Version 5 will be available in June in the U.S. with a list price of $6,995, and another version, 5.1, will launch by the end of the year and include automatic synchronization for HP Networking tools with HP Virtual Connect technology.

Last is a security appliance: the TippingPoint S6100N IPS, which continues HP's expansion of the TippingPoint security portfolio HP acquired with 3Com more than a year ago.

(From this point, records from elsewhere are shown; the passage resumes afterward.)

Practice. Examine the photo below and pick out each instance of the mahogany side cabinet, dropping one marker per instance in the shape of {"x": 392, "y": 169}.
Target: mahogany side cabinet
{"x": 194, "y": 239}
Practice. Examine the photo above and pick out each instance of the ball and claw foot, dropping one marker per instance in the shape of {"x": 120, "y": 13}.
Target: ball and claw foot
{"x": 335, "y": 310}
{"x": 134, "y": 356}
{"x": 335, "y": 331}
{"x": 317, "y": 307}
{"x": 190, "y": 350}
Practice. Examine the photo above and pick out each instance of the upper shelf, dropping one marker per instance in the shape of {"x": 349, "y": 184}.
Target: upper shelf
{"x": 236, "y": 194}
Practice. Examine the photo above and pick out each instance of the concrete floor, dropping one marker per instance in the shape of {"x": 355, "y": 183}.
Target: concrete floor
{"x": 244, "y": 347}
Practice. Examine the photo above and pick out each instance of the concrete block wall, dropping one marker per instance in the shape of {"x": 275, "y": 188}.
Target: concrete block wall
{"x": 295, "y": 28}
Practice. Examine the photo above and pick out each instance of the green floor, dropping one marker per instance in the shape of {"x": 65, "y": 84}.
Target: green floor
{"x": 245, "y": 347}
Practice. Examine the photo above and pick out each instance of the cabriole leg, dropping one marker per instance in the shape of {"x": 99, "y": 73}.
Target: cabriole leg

Key to the S6100N appliance is that it automatically builds in protection for virtual machines as they're created and moved around in the network architecture. It leverages HP's TippingPoint Secure Virtualization Framework, and HP has built in deeper interoperability between the HP TippingPoint vController and VMware vShield for added cloud security. The appliance can inspect up to 16 Gbps of application traffic in realtime and is available now for a list price of $209,995.

According to Banic, HP will aggressively release more products and services under the FlexNetwork banner and work to build out a full complement of partner resources, too, including reference architectures that have been validated across HP ESSN's various units.

"The entire portfolio has a prescriptive place in the FlexNetwork architecture," he said. "This is only the first round of new, innovative product delivery based on FlexNetwork. The market is going to hear from us consistently."